Terzi ci informa, ancora, che a luglio il Presidente della Cri internazionale di Ginevra, Peter Maurer, con una circostanziata lettera al Governo Italiano si offriva come intermediario. Sembra che il Governo non abbia mai risposto coinvolgendo la CRI  e forse se lo avesse fatto dice Terzi « Latorre sarebbe già in Italia da parecchi giorni” .

Giunti a questo punto siamo di fronte ad uno scenario confuso in cui tutte le assicurazioni fino ad ora date con disinvoltura, cominciano ad evidenziare alcune lacune sostanziali. Fra le tante la principale, quella di aver avviato rapporti bilaterali per risolvere la vicenda tra Governi, aggirando il pronunciamento dei Tribunali indiani.

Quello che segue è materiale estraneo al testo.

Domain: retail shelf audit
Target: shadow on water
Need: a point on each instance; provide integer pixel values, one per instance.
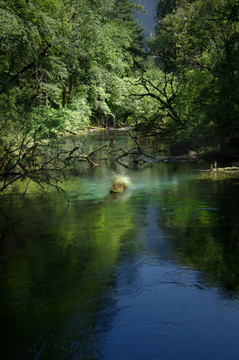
(149, 274)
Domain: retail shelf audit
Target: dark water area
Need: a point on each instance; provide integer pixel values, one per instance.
(150, 274)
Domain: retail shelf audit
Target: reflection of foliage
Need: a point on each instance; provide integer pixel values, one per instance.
(202, 240)
(55, 274)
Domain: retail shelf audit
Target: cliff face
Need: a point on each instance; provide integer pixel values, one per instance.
(147, 20)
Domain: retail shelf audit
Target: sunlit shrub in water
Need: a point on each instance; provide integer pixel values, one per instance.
(120, 182)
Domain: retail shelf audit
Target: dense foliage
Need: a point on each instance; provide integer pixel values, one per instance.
(63, 66)
(67, 65)
(196, 43)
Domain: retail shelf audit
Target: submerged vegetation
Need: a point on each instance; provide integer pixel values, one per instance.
(120, 182)
(66, 66)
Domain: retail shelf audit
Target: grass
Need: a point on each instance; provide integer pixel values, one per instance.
(120, 183)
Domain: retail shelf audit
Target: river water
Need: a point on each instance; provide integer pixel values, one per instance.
(150, 274)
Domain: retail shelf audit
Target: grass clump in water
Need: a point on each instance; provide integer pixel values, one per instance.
(119, 183)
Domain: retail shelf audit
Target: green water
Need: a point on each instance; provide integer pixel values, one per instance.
(150, 274)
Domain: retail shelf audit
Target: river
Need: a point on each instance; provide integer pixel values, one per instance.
(150, 274)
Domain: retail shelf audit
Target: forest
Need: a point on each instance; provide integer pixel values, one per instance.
(70, 65)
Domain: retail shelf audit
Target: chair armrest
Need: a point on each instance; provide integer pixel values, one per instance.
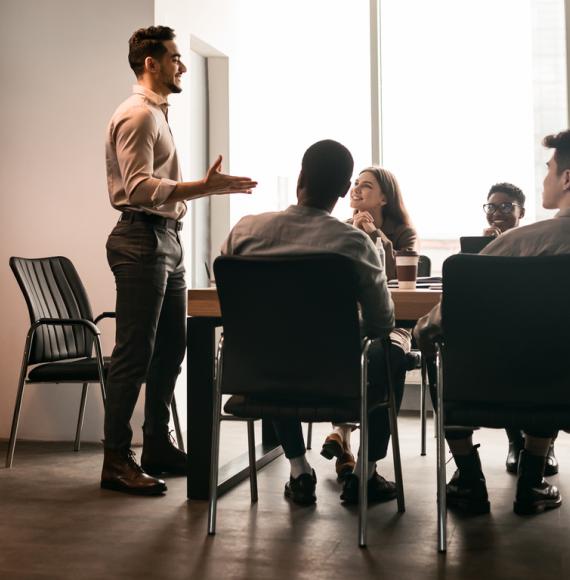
(104, 315)
(65, 322)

Strategia confermata anche dalla Ministro degli Esteri Mogherini, recentemente nominata Alto rappresentante Ue, che  il 2 settembre ci fa sapere da Bruxelles  (Adnkronos), ''Stiamo usando queste ore per preparare l''internazionalizzazione della gestione della vicenda, che è pronta, ma anche per riaprire canali di dialogo con il nuovo governo indiano''. 

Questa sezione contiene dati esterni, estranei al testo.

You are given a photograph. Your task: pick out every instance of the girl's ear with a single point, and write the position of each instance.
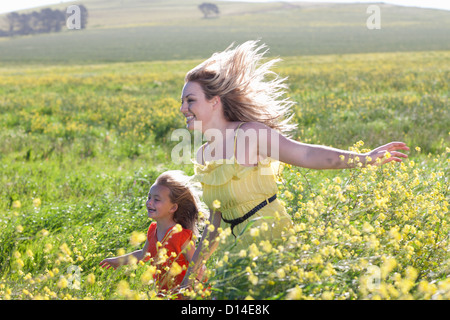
(216, 101)
(174, 208)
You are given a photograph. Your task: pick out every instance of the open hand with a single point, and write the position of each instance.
(110, 263)
(390, 148)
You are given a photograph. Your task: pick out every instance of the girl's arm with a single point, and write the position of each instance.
(270, 143)
(116, 262)
(208, 244)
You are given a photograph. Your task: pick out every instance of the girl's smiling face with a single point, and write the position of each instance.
(195, 107)
(159, 206)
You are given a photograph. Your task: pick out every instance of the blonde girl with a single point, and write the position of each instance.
(238, 104)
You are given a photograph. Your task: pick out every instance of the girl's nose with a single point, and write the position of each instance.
(183, 107)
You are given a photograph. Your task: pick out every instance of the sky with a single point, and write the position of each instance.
(13, 5)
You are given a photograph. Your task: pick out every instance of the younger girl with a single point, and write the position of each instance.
(174, 207)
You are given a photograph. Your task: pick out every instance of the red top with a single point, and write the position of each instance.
(173, 243)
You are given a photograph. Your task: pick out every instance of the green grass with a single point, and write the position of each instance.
(167, 30)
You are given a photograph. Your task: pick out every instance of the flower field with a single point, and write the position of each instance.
(81, 145)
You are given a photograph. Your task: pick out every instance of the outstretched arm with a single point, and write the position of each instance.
(270, 143)
(322, 157)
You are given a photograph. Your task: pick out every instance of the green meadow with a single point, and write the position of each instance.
(86, 119)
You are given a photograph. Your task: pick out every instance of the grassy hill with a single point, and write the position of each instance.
(121, 31)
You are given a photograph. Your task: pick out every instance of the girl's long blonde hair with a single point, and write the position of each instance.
(239, 78)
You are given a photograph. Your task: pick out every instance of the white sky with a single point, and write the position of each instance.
(13, 5)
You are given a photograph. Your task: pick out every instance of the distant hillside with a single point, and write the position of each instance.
(138, 30)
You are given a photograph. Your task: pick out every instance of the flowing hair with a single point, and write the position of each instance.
(187, 196)
(239, 78)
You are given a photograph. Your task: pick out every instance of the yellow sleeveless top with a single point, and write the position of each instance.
(239, 189)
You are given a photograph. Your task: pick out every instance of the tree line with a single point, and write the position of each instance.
(44, 21)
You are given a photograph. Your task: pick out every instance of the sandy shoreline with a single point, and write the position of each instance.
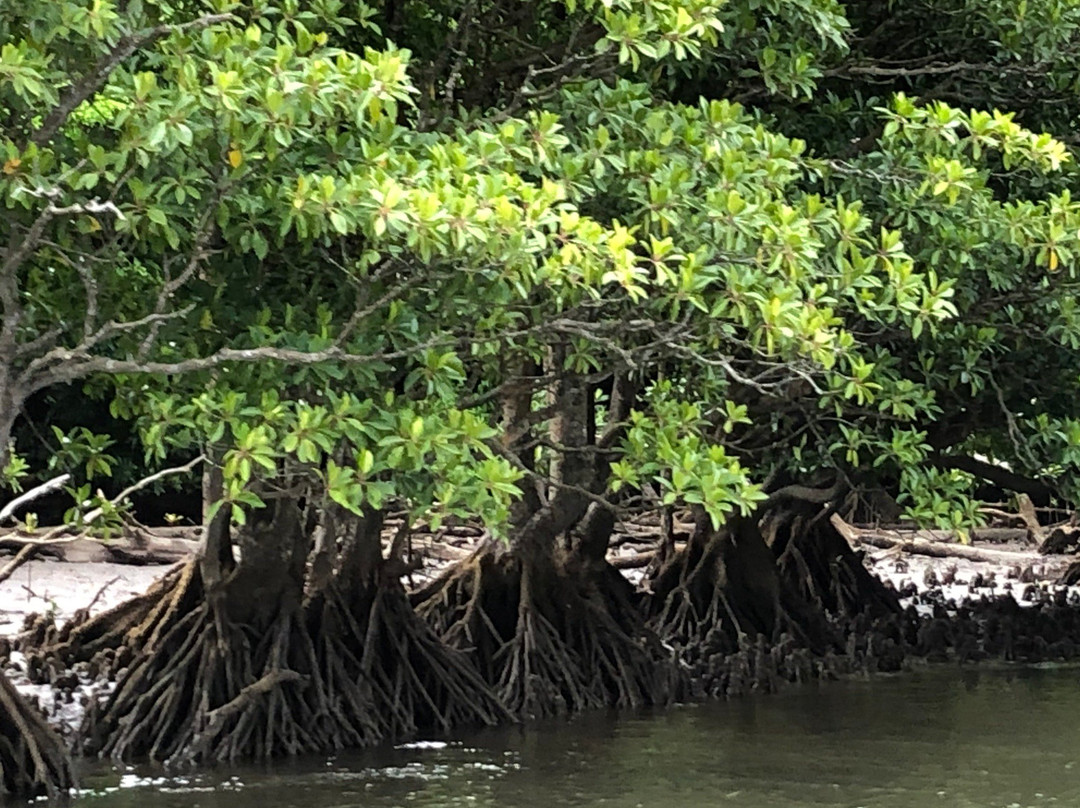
(63, 588)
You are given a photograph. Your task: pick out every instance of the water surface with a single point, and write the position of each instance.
(942, 737)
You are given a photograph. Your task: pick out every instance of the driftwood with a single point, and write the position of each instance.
(138, 547)
(920, 543)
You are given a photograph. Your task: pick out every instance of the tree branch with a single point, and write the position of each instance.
(96, 78)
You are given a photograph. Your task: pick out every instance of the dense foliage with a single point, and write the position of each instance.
(355, 244)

Ma le “ciance hanno le gambe corte” come confermano le parole del ministro degli Esteri indiano Sushma Swaraj che a New Delhi ha rilasciato dichiarazioni che non lasciano spazio ad interpretazioni e smentiscono quanto detto anche dallo stesso Premier Renzi da ferragosto in poi.  

Ma non basta, perché oggi un’altra dichiarazione della Mogherini rilancia il bilaterale,  forse perché non tempestivamente informata da un ritardato  flusso informativo da parte dell’Ambasciata italiana a Delhi.  

Lady Pesc infatti con un’odierna ANSA ribadisce “resta aperta l'opzione bilaterale” ed ancora “la via bilaterale continua a essere praticabile e "le due strade non si escludono". Ed aggiunge la Ministro forse ormai già impegnata nei problemi europei, "E' dovere di questo governo esplorare" l' "interlocuzione" con il nuovo esecutivo del premier Narendra Modi”, l’esatto contrario di quanto ha detto in conferenza stampa la Ministro degli Esteri indiano Sushma Swaraj.  

Continuando così la nuova Lady Pesc ci farà rimpiangere la baronessa Asthon abile nel non dire e soprattutto nel non fare ed i nostri Marò, almeno Girone, dovranno attendere pazienti le decisioni della Giustizia indiana.